History’s tomorrow

I was really surprised when I finished reading Radical Museology because it was not what I expected at all. Sometimes, I found myself immensely interested in what Claire Bishop was saying and aggressively taking notes and nodding my head in agreement. Then, I would struggle to find her point in the very next sentence, to sift through the intense words and come up with a meaning. In the end, while I walked away from the book with a lot of understanding of contemporary art, I can’t help but feel that I missed out on a lot of what she was trying to say as well. And, as I write this essay, trying to define “contemporary” by using her book, I will miss the mark.

Do not get me wrong, I want to use Bishop’s book, because despite the fact that it is complicated and wordy and elitist at points, I found it extremely interesting. So, here I go. I will attempt to make sense of Bishop’s words and Dan Perjovschi’s drawings and I will attempt to do something that seems almost impossible; I will define contemporary.

A contemporary piece of art does not mean that the work was created in the past year or decade or any time recent. Contemporary does not refer to the style or the work, or when they were made, but the approach that the artist took in creating the art. While there are many approaches an artist can take, the contemporary artist comes from behind, from the past. Contemporary art is an approach to the past. As art historian Christine Ross stated, “contemporary artists look backwards in order to ‘presentify’ the modernist regime of historicity”(Bishop) On the other hand, Dieter Roelstraete believed “contemporary art’s turn towards history-telling and historicizing for its ‘inability to grasp or even look as the present’”(Bishop).

This can be seen in the two of the examples Bishop uses in the book. The Van Abbemuseum “places continual emphasis on the legacy of communism and the possibilities for its reactivation; the social value of retelling histories that lead to other imagined futures, by revisiting marginal or repressed histories in order to open up new vistas” (Bishop). This makes the museum a “partisan historical narrator.” The work in the museum looks at the past in a new way to discuss the future.

The Museo Nacional Centro de Arte Reina Sofía has a similar goal. They work to expand “historical contextualization,” but to be more global in doing so, looking at multiple demographics to expand the view of history. This allows the museum to except multiple modernities, and in doing so, reject the avant-garde and its derivatives as those “prioritize the European center”(Bishop). Instead, the museum embraces an archive of the commons, promoting the fact that “culture is not a question of national property, but a universal resource” that everyone should be able to enjoy and connect to (Bishop).

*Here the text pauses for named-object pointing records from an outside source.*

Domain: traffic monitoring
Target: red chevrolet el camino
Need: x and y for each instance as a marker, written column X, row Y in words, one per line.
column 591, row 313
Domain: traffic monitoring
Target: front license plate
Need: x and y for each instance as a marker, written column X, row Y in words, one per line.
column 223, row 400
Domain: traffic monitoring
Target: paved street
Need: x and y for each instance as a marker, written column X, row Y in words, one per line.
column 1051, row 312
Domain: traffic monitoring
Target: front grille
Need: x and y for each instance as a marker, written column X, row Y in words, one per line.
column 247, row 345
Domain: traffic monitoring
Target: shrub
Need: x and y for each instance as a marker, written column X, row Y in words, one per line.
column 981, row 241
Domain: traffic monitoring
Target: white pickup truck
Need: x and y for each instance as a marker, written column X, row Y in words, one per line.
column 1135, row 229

What makes it contemporary is that it interacts with the past and builds upon it. In doing so, the experience results in a collection as Walter Benjamin puts it; the experience of “bringing events together in new ways, disrupting established taxonomies, disciplines, mediums, and properties”(Bishop). The deconstruction of tradition to see history differently. To do this, the museum must keep “history mobile in order to allow its objects to become historical agents once again”(Bishop). To create the contemporary.

 

So, contemporary art must interact with the past in someway, but like all art, the rules are loose. What is the past? Five minutes ago? Yesterday? Last century? It is up for the artist and the viewer to decide.